Facing a 3-1 deficit for the second time in as many games, which largely resulted from Rangers turnovers, Laviolette began tinkering with his lines in the second period to play Artemi Panarin as much as possible.
It essentially cut the Rangers’ forward bench in half as Laviolette rode his top two units, which left rookie Brennan Othmann with just two shifts in the middle frame.
Double shifting paid off when Alexis Lafreniere intercepted the puck at the blue line, pulled up in the offensive zone and hit a driving Panarin for his 26th goal of the season at the 8:19 mark.
The Canucks, however, were just getting comfortable under the Garden spotlight.
Elias Pettersson first waited out K’Andre Miller’s sliding play before putting a shot on Igor Shesterkin, who made the initial save but could not regroup as the Vancouver forward finessed his own rebound around the Rangers’ goalie.
It was an impressive sequence, but Nils Hoglander somehow outdid it just over a minute later, when the Canucks’ fourth-line wing pulled off a ridiculous backward tuck and backhanded finish for the 5-2 lead.

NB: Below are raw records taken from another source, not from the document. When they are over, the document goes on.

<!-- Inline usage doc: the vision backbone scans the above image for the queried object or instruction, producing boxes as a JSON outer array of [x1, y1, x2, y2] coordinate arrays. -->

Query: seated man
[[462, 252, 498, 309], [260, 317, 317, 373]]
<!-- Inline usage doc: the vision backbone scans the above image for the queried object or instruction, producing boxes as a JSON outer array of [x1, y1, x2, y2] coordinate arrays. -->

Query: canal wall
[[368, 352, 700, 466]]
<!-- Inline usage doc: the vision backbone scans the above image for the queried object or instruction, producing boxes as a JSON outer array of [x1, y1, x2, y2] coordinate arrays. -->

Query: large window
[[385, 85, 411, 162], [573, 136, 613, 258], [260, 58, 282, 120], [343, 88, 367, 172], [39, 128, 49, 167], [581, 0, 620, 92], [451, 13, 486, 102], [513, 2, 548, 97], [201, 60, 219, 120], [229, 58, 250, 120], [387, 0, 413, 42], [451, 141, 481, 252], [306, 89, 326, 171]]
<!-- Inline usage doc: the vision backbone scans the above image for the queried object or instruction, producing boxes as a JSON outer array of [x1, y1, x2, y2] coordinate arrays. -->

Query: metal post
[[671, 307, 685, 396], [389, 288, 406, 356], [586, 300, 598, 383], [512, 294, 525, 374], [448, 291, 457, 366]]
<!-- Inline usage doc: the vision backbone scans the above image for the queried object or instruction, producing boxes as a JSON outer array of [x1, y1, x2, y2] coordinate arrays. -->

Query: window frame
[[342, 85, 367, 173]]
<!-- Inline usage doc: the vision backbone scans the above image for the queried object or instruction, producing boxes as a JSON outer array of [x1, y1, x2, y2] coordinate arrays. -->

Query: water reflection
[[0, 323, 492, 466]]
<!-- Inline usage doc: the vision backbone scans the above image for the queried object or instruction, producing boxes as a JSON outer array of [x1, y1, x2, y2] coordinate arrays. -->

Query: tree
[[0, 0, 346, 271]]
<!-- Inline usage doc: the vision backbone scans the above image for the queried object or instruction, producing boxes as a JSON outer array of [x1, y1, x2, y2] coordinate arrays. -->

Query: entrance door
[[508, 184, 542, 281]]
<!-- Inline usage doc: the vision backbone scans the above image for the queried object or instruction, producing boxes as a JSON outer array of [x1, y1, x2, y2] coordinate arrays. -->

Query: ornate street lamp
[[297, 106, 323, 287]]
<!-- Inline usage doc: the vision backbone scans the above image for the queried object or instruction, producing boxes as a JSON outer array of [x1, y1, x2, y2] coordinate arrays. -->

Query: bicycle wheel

“Some other games we’re just giving up chance after chance after chance, I think the chances that we were giving were quality ones,” said Mika Zibanejad, who assisted on Vincent Trocheck’s power-play goal in the first period. “It’s from little things, taking care of the puck, breaking the puck out. Against a team like this one, when they score and they can score like they have been, you can’t give them anything for free.”
The Rangers may have struck first on a power-play goal from Trocheck, who notched his second of the night early in the third, but the Canucks pushed the pace during five-on-five play for a majority of the night.
Losing battle after battle for possession in the neutral zone, the Rangers allowed the Canucks to barge into their zone in all different ways throughout the game.
They gave up a game-tying goal to former Ranger J.T. Miller 53 seconds after they opened the scoring and the Rangers just chased from there.
Some boos followed the Rangers as they headed into the locker room for the first intermission. They grew even louder on their way in following the second period.
And it echoed around the arena after the final whistle as they trudged off the ice.
The Garden crowd thought they were going to get a more evenly matched game, too.